Renata Giraldi e Ana Paula Macedo
Da equipe do Correio

O governador de Roraima, Flamarion Portela (sem partido), pedirá hoje ao presidente Luiz Inácio Lula da Silva que revogue a homologação contínua da reserva indígena Raposa Serra do Sol. Em meio aos protestos, que já duram três dias, uma pessoa morreu ontem devido aos bloqueios nas estradas no estado. José Alberto Teixeira, de 41 anos, ia de táxi do Amazonas para Roraima quando foi parado em uma das barreiras da BR 174. Depois de passar mal, ele foi posto numa ambulância, mas morreu antes de ser atendido pelo médico.

No encontro com Lula, às 16h, Flamarion alegará que o estado perderá a maior parte dos R$ 70 milhões proporcionados anualmente pela produção de arroz na região e que há duas comunidades com 20 mil habitantes na área, que ficarão sem renda nem moradia se a reserva for homologada da forma que o governo federal planeja. Mas esses argumentos dificilmente serão aceitos pelo Palácio do Planalto. Principal negociador, o ministro da Justiça, Márcio Thomaz Bastos, também se reunirá hoje com o governador, os oito deputados federais e três senadores do estado. No encontro, ele dirá que a decisão de homologar a área indígena é definitiva.
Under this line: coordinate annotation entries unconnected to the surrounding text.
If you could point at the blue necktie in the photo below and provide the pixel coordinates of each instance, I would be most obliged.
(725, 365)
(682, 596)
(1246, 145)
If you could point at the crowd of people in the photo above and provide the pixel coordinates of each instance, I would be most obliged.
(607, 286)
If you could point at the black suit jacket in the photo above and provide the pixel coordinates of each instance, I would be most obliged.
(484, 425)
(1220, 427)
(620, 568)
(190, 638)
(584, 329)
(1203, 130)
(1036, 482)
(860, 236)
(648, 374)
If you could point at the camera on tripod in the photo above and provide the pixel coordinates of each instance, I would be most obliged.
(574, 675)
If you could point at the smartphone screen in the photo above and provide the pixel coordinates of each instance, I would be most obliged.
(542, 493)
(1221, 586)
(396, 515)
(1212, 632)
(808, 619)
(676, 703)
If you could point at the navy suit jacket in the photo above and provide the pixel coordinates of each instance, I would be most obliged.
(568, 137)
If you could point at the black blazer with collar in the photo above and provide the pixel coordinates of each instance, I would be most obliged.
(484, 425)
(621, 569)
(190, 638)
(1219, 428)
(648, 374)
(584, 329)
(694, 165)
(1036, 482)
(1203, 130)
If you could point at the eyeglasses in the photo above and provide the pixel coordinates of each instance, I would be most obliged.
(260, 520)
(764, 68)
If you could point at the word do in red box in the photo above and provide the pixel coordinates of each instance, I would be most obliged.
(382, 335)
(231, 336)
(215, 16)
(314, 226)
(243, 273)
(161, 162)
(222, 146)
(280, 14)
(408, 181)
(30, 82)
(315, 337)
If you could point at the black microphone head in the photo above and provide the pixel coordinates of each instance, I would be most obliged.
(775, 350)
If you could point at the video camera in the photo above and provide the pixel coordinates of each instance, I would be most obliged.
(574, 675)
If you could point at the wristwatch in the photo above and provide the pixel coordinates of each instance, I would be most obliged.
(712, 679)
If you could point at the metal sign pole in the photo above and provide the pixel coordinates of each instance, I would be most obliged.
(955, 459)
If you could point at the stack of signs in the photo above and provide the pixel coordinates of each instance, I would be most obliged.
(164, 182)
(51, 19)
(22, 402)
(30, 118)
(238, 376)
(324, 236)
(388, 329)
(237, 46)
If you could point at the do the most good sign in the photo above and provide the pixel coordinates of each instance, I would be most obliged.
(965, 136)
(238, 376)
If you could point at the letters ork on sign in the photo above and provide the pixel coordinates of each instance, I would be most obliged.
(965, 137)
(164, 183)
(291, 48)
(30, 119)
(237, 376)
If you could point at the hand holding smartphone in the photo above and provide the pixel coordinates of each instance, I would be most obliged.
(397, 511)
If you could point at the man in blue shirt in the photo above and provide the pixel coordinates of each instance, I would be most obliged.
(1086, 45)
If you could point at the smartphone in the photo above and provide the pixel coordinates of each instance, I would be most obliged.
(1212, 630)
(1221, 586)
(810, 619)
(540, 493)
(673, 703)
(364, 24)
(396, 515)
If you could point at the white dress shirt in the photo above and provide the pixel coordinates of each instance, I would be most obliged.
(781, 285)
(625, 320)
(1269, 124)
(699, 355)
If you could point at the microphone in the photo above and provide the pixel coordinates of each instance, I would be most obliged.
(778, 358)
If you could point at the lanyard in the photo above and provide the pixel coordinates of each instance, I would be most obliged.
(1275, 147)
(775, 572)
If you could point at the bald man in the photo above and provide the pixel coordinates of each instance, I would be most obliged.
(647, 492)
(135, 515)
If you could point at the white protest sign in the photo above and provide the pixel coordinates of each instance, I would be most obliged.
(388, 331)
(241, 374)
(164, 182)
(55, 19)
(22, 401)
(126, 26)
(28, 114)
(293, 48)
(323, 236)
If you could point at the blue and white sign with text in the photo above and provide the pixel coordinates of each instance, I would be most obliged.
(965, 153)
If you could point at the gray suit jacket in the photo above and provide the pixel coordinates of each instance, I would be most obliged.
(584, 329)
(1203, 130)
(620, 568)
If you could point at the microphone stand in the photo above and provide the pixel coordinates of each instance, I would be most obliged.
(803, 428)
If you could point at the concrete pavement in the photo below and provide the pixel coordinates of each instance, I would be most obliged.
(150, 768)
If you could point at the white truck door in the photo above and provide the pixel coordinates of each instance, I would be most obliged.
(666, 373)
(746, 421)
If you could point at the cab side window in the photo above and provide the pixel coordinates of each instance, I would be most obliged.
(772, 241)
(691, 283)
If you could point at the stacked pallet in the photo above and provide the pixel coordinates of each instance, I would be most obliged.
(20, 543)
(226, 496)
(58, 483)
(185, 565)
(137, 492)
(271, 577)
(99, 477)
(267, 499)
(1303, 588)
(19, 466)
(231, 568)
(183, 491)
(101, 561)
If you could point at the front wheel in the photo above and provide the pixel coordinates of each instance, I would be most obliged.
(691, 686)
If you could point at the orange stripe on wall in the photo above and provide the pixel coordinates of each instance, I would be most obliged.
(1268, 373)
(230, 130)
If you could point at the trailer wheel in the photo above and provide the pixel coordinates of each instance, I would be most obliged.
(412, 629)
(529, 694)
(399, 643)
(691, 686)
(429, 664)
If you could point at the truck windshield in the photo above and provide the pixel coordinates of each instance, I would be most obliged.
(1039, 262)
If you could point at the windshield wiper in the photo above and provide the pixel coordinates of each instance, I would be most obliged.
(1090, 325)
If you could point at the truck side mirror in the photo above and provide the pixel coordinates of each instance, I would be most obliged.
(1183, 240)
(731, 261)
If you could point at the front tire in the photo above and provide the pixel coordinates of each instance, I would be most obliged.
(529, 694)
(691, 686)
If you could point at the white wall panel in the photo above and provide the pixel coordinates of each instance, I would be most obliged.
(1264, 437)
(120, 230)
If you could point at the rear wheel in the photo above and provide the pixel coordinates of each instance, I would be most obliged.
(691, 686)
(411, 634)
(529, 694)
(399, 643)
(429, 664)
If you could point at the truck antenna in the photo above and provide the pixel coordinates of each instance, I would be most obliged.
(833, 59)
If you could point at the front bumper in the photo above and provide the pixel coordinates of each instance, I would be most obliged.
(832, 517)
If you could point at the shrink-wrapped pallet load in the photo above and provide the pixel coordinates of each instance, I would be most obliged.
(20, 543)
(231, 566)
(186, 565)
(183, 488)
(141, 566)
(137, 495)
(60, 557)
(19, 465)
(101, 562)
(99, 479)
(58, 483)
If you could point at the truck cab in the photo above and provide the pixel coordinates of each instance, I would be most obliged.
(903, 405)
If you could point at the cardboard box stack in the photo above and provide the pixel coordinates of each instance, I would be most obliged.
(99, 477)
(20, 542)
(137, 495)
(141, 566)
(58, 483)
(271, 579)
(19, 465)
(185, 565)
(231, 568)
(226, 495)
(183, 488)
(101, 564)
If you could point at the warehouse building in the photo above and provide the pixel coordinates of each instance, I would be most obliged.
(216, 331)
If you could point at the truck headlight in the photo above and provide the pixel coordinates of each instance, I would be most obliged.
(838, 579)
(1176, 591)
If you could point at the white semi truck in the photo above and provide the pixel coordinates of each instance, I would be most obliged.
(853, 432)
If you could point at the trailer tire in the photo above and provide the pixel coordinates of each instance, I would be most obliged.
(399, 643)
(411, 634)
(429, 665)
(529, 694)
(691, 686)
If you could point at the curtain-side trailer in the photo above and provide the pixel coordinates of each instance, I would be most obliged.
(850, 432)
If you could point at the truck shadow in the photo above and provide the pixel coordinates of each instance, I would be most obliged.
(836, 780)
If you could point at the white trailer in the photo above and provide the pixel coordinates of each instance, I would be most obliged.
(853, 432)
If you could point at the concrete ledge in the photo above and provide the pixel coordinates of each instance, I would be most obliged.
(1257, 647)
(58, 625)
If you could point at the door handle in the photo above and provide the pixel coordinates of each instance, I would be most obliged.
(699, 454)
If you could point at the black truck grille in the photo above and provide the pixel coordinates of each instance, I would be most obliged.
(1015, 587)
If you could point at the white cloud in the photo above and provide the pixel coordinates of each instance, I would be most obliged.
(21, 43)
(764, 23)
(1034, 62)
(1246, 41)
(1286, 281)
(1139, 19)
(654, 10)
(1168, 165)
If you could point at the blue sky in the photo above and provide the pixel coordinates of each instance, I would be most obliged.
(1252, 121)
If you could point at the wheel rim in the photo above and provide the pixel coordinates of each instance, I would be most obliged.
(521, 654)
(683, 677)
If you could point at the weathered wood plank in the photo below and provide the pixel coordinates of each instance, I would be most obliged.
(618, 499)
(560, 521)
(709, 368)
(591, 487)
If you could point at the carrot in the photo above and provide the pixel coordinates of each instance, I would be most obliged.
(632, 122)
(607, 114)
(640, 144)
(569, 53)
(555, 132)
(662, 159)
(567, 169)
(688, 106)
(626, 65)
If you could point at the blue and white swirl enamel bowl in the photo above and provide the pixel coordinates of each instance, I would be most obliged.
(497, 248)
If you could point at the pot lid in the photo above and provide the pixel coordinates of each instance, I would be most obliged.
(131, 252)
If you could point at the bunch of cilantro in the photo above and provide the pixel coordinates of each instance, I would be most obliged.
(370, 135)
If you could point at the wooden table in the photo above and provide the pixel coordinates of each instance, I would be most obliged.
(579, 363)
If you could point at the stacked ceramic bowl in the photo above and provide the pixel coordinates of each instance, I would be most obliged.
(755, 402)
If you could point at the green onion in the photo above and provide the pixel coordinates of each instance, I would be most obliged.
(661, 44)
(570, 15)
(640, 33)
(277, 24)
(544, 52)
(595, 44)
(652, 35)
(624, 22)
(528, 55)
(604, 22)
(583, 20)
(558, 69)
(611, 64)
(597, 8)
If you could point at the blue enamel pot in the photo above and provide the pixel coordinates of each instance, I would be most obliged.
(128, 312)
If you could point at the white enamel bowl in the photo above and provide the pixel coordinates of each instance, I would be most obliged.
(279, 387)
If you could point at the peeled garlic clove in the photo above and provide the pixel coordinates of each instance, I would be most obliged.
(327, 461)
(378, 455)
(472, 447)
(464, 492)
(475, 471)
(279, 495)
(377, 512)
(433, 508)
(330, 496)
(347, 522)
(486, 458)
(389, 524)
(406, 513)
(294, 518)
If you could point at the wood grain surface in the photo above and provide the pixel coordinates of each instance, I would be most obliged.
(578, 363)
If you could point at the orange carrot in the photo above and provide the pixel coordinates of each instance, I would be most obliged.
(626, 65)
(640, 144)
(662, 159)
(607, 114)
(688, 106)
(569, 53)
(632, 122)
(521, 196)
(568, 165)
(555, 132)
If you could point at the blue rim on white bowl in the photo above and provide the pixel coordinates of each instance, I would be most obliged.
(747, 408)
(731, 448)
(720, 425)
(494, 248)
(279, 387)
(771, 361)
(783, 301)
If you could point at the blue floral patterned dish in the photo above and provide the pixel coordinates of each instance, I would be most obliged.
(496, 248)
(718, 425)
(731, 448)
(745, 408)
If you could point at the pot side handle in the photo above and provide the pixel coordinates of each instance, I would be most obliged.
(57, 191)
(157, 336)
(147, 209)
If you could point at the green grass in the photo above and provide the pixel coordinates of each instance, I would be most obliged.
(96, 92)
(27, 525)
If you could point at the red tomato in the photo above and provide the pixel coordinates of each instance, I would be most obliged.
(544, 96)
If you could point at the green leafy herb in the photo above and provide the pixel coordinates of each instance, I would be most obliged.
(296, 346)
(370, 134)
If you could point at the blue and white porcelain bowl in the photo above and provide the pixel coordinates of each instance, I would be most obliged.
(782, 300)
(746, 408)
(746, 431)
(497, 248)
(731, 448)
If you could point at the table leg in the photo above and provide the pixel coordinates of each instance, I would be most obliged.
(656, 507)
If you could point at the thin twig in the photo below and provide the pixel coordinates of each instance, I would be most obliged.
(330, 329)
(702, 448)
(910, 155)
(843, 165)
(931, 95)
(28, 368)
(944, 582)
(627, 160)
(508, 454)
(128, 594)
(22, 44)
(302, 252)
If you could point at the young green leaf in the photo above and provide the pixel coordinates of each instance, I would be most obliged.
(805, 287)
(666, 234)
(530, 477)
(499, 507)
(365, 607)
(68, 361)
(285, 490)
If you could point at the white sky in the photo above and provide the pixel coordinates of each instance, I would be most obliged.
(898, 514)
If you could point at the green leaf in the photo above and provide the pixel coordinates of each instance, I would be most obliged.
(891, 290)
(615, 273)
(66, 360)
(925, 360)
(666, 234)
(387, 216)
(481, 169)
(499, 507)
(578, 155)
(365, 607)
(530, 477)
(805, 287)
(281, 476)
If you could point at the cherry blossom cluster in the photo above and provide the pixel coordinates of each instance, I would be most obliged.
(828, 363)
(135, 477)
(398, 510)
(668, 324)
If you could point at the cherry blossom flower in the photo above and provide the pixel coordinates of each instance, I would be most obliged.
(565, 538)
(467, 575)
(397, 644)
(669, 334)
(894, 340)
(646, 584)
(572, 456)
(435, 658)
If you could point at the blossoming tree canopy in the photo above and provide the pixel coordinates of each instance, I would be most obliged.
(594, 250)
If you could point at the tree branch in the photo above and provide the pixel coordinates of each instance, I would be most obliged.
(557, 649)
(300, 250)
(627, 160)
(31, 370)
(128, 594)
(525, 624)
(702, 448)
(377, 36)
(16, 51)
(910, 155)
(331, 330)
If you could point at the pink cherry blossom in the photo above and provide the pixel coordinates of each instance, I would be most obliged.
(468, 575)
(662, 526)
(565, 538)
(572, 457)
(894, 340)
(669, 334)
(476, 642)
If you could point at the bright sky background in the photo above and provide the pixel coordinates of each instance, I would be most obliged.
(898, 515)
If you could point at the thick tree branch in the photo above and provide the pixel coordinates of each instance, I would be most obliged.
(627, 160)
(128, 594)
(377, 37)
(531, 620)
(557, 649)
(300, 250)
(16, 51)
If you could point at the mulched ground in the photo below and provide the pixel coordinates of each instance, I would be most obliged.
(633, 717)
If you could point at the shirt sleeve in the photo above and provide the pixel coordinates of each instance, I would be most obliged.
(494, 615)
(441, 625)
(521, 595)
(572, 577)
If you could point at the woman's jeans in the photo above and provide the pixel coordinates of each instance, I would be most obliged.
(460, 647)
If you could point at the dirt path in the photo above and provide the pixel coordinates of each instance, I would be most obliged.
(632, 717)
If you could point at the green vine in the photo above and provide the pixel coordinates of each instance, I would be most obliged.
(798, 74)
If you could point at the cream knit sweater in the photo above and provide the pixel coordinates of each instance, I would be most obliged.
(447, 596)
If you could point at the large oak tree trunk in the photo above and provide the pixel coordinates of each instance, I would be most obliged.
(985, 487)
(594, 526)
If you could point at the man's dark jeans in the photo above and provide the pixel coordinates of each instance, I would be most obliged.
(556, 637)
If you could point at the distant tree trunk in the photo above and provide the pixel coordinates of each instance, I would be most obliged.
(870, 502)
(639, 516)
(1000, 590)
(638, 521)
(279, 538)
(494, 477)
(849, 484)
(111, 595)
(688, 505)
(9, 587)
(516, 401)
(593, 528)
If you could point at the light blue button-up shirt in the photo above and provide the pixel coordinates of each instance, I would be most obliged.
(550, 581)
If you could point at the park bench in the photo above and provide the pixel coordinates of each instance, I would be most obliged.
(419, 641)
Devido aos protestos em Roraima - que unem, de forma inusitada, índios e fazendeiros contrários à homologação da reserva Raposa Serra do Sol -, é cada vez maior o risco de desabastecimento na região. Por causa de bloqueios feitos nas principais rodovias (leia quadro à direita), o estado ficou praticamente ilhado. E provocou uma corrida de motoristas aos postos de combustíveis. Em alguns estabelecimentos, os tanques já estão vazios.

No meio da confusão, a única boa notícia foi a libertação dos padres Ronaldo Pinto França e César Avallaneda e do missionário espanhol Carlos Martinez. Os religiosos que eram mantidos reféns por índios e produtores rurais havia dois dias.

Além do governador, o protesto conta com apoio de policiais militares, empresários e uma pequena parcela de índios. Para pressionar ainda mais o governo federal, os manifestantes ameaçavam ontem à tarde fechar até mesmo o aeroporto de Boa Vista - o maior do estado. A Polícia Rodoviária Federal informa não ter meios para retirar centenas de tratores e carretas carregadas de óleo diesel e madeiras que impedem o trânsito nas rodovias.

Compensação
A disposição de Lula é homologar a demarcação da área e ao mesmo tempo adotar medidas compensatórias aos produtores das regiões de várzea dos municípios de Paracaima e Uiramutã. Estão sendo estudadas no Ministério da Justiça propostas como o pagamento de indenizações em dinheiro e doação de terras, apesar das manifestações contrárias. Ainda não estão definidos os termos dessas compensações. Por isso, o governo por enquanto não faz uma previsão de quando será efetivada a homologação da área.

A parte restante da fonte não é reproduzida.